3. What were the key features of the new system and what improvements did itpromise?

As described by Rob Cushman and Bob Nenni, the system provided two major improvements. One was that it was designed so that managers could focus on a few major objectives rather than the plant as a whole. Then if a problem is discovered, the excess detail will be provided. Another was that it would provide more quantitative measures for performance evaluations such as quality, schedule achievement, safety, and cost control. This is aided by the fact that cost reports would include only what that manager’s group could directly control.

The new performance evaluation system consisted of ten key performance measures: heats per week, tons per man hour, disabling injury index, total quality index, spending, maintenance performance, cash flow, product mix, inventory days on hand, sales prices minus cost of net metal. Each measure was further broken down into components and the design group determined which components specifically affected each management group in order to provide reports tailored to each manager. This new system no longer utilized the Cost Above measure, making managers much less concentrated on cost details throughout the plant. Instead, costs were broken down by what was specifically spent by that group rather than what was spent by that whole section of the plant.

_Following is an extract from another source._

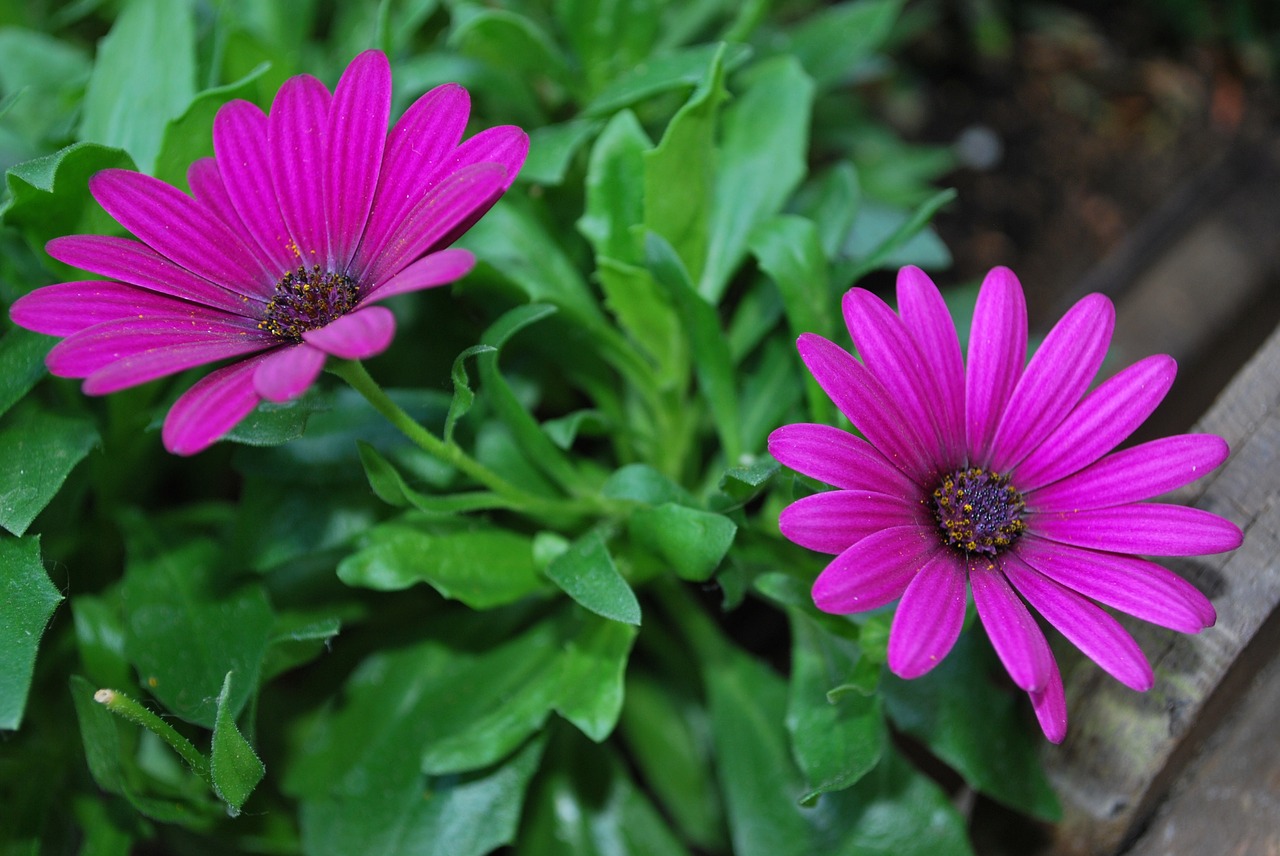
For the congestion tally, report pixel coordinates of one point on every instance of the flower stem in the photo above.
(123, 705)
(359, 379)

4. What are the weaknesses of the new system?

There are two remaining issues detailed in this case study. One was a question of how to evaluate the performance of managers when numbers were distorted due to factors beyond their control. If power losses cause the melt shop to miss their heat/week average goals and thus hurt the production of the rest of the plant, should that be reflected on their performance evaluations? This is one way in which having an evaluation based purely on numbers and outputs is at a disadvantage, where it would usually normalize evaluations and take out chances of personal favor altering it. However, surely there would be a way to prorate and correct expected goals for the weeks affected to account for uncontrollable circumstances.

Another issue is how much of salaried compensation is made up of incentives. It was not determined how much would be a fixed salary and how much would be an incentive based on exemplary performance. This is important to determine; if an employee works hard and gets double the output that his coworker does but then only gets an extra 2% for an incentive, he will likely be less inclined to continue working so hard.